Using EEG electrodes attached to the scalp is one of the few tools available to measure this activity, but electrodes don’t allow one to identify the cells underlying this activity. Therefore, the question has remained: which cells contribute to the rhythmic activity in the cortex, and how might that contribute to the loss of consciousness during general anesthesia.
On the trail of unconsciousness
Cortex is composed of different cell types, each with different functions. Different general anesthetics act on different receptors, located on different types of neurons, distributed throughout the brain. Yet, all general anesthetics lead to the loss of consciousness, so “we were interested in finding if there is a common neuronal mechanism across different anesthetics,” says Dr. Martin Munz, one of the three first authors of the study.
In this Neuron publication, the researchers used modern genetic tools, in combination with mouse lines labeling individual cortical cell types to address this question. They found that in contrast to what had previously been suspected, only one specific cell type within cortex, layer 5 pyramidal neurons, showed an increase in activity when the animal was exposed to different anesthetics.
“Each anesthetic induces a rhythm of activity in layer 5 pyramidal neurons. Interestingly, these rhythms differed between anesthetics. Some were slower, and some were faster. However, what was common across all anesthetics was that they all induced an alignment of activity. That is, when they were active, all layer 5 pyramidal neurons were active at the same time,” says Dr. Arjun Bharioke from the same research group and also a first author of the study. “We called this ‘neuronal synchrony'”.
Layer 5 pyramidal neurons serve as a major output center for the cerebral cortex and also connect different cortical areas to each other. Thus, they communicate both between different cortical areas, as well as from the cortex to other areas of the brain. Therefore, a synchronization of activity across layer 5 pyramidal neurons restricts the information that the cortex can output.
Like a crowd at a soccer match
“It seems that instead of each neuron sending different pieces of information, during anesthesia all layer 5 pyramidal neurons send the same piece of information,” says Arjun Bharioke, “One could think of this as when people in a crowd transition from talking to each other, for example before a soccer or basketball game, to when they are cheering for their team, during the game. Before the game starts, there are many independent conversations. In contrast, during the game, all the spectators are cheering on their team.
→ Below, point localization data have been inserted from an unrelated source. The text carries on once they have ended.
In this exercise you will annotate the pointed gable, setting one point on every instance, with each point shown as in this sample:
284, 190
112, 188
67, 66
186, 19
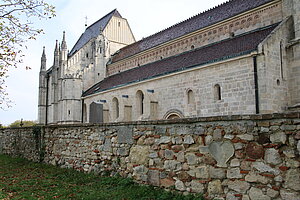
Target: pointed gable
219, 13
93, 31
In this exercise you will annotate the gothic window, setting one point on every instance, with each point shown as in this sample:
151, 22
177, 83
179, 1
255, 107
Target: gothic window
84, 114
116, 111
191, 97
140, 102
217, 92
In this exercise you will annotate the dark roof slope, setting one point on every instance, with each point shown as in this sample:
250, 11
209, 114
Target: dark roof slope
207, 18
222, 50
93, 30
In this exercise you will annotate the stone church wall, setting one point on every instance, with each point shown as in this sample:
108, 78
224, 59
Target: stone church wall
229, 157
235, 78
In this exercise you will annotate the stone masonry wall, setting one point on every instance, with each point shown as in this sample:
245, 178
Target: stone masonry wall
230, 157
22, 142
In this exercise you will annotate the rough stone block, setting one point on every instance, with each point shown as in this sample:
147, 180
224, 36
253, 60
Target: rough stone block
292, 179
234, 173
239, 186
197, 187
218, 173
272, 156
179, 185
290, 195
139, 155
214, 187
278, 137
153, 177
257, 194
167, 182
124, 134
221, 152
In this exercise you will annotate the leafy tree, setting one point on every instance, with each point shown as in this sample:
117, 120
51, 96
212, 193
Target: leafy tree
16, 28
21, 123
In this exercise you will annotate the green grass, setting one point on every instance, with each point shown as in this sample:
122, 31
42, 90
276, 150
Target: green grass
22, 179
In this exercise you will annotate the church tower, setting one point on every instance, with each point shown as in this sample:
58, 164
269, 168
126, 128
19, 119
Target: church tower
42, 90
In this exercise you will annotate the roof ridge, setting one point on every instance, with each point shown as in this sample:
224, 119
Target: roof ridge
198, 21
111, 12
185, 20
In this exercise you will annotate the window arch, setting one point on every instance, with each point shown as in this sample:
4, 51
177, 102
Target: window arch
217, 92
191, 97
140, 102
173, 114
115, 108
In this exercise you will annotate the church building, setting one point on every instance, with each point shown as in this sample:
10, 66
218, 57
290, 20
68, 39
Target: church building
240, 57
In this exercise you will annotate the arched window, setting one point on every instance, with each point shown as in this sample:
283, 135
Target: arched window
115, 106
191, 97
217, 92
140, 102
84, 113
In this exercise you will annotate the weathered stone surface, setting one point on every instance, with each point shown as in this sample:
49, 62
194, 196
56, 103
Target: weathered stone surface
183, 176
217, 134
287, 127
202, 172
164, 140
218, 173
139, 155
153, 177
197, 187
180, 156
254, 151
289, 152
235, 163
254, 177
208, 139
123, 151
139, 171
167, 182
272, 193
272, 156
247, 137
191, 158
172, 165
199, 130
234, 173
239, 186
231, 196
179, 185
169, 154
125, 135
262, 167
188, 140
278, 137
221, 152
292, 179
257, 194
214, 187
289, 195
107, 145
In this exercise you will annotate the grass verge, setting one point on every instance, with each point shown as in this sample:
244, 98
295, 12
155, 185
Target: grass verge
22, 179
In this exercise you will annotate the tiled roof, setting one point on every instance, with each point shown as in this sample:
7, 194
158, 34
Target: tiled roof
222, 50
207, 18
93, 31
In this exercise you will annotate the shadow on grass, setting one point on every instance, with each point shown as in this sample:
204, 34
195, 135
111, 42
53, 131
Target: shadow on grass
22, 179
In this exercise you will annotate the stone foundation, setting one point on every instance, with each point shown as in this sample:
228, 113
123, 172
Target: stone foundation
234, 157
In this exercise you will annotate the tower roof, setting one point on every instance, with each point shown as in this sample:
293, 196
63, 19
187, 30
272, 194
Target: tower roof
219, 13
93, 30
226, 49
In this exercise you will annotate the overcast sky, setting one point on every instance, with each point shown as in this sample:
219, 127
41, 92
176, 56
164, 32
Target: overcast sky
144, 17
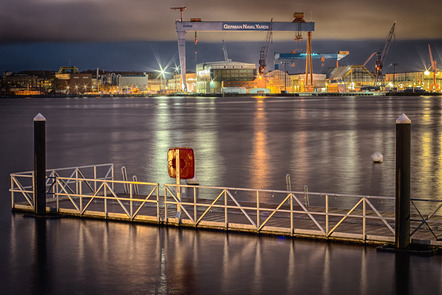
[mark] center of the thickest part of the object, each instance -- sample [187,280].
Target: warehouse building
[212,77]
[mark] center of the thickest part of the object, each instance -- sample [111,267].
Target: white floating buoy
[377,157]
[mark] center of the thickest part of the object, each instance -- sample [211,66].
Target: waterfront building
[69,80]
[411,80]
[297,83]
[174,84]
[348,78]
[211,77]
[28,83]
[133,83]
Thus, there is only one piece of information being transmitted across the crowd.”
Prior work has proposed that loss of consciousness occurs through the disconnection of cortex from the rest of the brain. The results of the IOB team suggest a mechanism by which this may occur—by the transition to lowered information output from cortex, during anesthesia.
Alexandra Brignall, the third first author and a veterinarian by trade says: “Anesthetics are very powerful, as anyone who has been in a surgery can attest to. But they are also not always easy to use. During a surgery, one has to continuously monitor the depth of the anesthetic to ensure that the patient is not too deep or too shallow. The more we know how anesthetics work and what they do in the brain, the better. Maybe this will help researchers develop new drugs to more specifically target the cells in the brain associated with unconsciousness.”